Some of you like to research the old acoustic-era artists, searching for authoritative answers to their dates of birth and death or greater details on their lives than has been known heretofore. Maybe you have had the experience of digging in on an artist in newspapers, genealogy records, and other online archival databases, only to come up completely empty after hours and hours of fruitless, exasperating effort. Then, after a few weeks, a few months (years even), you decide—silly you—to try again, against your best inclinations.
A couple of weeks ago, we dug in again for the umpteenth time on J. W. Myers, about whom the only general wisdom seems to be “born ca. 1864, Wales; died ca. 1919.” Well, this time, we got a bit lucky.
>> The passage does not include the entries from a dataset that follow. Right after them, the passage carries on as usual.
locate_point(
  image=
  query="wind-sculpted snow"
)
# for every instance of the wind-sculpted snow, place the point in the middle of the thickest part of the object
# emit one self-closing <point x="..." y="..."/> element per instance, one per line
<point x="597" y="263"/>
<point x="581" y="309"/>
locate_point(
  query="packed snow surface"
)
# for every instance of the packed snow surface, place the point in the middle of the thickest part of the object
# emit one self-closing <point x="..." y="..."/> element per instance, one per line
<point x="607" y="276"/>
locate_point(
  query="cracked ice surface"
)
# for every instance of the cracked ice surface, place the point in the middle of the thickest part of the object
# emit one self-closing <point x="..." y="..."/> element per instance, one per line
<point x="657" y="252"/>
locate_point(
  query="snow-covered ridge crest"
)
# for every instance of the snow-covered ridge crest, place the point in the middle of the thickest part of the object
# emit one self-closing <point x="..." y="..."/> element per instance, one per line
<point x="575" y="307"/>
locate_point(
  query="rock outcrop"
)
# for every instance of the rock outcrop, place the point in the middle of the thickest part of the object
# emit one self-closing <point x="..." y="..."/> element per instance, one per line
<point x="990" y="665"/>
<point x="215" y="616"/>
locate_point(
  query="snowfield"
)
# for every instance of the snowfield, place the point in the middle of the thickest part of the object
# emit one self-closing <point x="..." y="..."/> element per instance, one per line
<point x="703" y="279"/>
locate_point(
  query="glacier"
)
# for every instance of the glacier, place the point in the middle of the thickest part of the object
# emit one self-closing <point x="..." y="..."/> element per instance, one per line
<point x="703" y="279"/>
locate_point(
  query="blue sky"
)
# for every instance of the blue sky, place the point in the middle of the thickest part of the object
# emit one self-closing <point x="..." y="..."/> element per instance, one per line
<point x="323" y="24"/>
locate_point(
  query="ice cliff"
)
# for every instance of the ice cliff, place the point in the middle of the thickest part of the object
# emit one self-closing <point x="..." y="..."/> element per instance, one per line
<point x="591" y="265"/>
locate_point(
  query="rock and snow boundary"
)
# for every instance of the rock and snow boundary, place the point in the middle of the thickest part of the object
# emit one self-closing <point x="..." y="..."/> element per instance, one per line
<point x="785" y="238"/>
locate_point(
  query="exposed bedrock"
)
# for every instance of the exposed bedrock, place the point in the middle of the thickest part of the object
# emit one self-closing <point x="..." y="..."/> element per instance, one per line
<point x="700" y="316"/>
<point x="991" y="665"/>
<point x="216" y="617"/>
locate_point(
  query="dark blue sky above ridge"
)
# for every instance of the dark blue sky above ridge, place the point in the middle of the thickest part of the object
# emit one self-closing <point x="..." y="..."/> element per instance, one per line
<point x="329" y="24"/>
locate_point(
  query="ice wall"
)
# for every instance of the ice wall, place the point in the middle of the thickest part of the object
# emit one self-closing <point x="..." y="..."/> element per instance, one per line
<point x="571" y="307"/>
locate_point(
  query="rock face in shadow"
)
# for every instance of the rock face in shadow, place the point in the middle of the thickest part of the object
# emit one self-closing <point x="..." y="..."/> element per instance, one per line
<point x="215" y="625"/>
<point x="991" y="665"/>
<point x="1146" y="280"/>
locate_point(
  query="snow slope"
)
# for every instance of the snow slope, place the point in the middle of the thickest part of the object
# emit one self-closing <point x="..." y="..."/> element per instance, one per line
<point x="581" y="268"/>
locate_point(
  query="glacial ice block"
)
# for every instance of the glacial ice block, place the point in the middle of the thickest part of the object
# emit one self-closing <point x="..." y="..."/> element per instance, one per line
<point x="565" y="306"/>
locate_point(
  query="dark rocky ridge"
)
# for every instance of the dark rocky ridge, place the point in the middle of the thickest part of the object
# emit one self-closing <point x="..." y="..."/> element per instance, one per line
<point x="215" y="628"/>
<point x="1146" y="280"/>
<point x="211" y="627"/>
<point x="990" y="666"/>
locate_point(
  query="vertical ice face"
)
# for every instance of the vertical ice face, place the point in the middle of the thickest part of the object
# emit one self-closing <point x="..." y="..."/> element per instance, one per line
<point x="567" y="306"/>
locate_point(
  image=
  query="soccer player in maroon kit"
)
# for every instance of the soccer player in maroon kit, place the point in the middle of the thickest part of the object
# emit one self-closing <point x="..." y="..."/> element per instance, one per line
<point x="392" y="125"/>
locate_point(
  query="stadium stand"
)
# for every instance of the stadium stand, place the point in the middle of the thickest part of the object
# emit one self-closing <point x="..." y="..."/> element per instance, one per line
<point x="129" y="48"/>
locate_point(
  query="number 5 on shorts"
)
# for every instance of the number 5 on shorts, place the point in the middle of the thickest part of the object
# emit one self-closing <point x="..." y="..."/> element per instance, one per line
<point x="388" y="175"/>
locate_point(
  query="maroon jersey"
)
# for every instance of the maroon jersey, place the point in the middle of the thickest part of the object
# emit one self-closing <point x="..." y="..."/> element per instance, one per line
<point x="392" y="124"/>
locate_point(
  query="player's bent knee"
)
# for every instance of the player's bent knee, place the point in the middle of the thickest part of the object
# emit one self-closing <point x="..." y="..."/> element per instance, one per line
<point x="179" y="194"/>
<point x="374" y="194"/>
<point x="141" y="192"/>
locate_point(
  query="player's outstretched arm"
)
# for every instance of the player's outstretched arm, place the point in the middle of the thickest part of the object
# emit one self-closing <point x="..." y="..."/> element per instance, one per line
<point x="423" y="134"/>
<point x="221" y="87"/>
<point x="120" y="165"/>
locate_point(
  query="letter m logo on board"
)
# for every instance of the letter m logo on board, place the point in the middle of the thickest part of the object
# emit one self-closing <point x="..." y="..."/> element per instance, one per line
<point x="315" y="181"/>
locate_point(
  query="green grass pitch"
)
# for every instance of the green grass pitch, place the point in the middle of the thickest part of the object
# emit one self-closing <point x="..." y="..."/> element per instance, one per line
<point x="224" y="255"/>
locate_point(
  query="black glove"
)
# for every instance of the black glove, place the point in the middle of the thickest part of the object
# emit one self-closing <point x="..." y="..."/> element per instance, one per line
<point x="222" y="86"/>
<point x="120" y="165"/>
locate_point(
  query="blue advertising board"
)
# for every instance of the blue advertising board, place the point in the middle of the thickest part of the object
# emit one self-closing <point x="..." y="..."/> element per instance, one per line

Seems Myers was experiencing a bit of a renaissance in 1912, as he made his way back on stages in the Northeast, and a Fall River, Mass., newspaper carried a little profile on the baritone they figured might still be remembered among some of the old-timers in the area. The long and the short: Myers was on the stage in the U.S. in the late 1870s as a mature teenager named “Johnnie Myers” (or “Johnny”); he was probably born six or so years before the assumed year of 1864; he was probably from New York, not the UK; and he had adult children on the stage (unnamed).
High-strutting with this bombshell discovery, we set about to find better information about Myers’ origins, date and place of death, and so far . . . no luck, again. So for you sleuths out there, take a look at this article from the Fall River Daily Globe and see what you can put together about the real story of John W. Myers.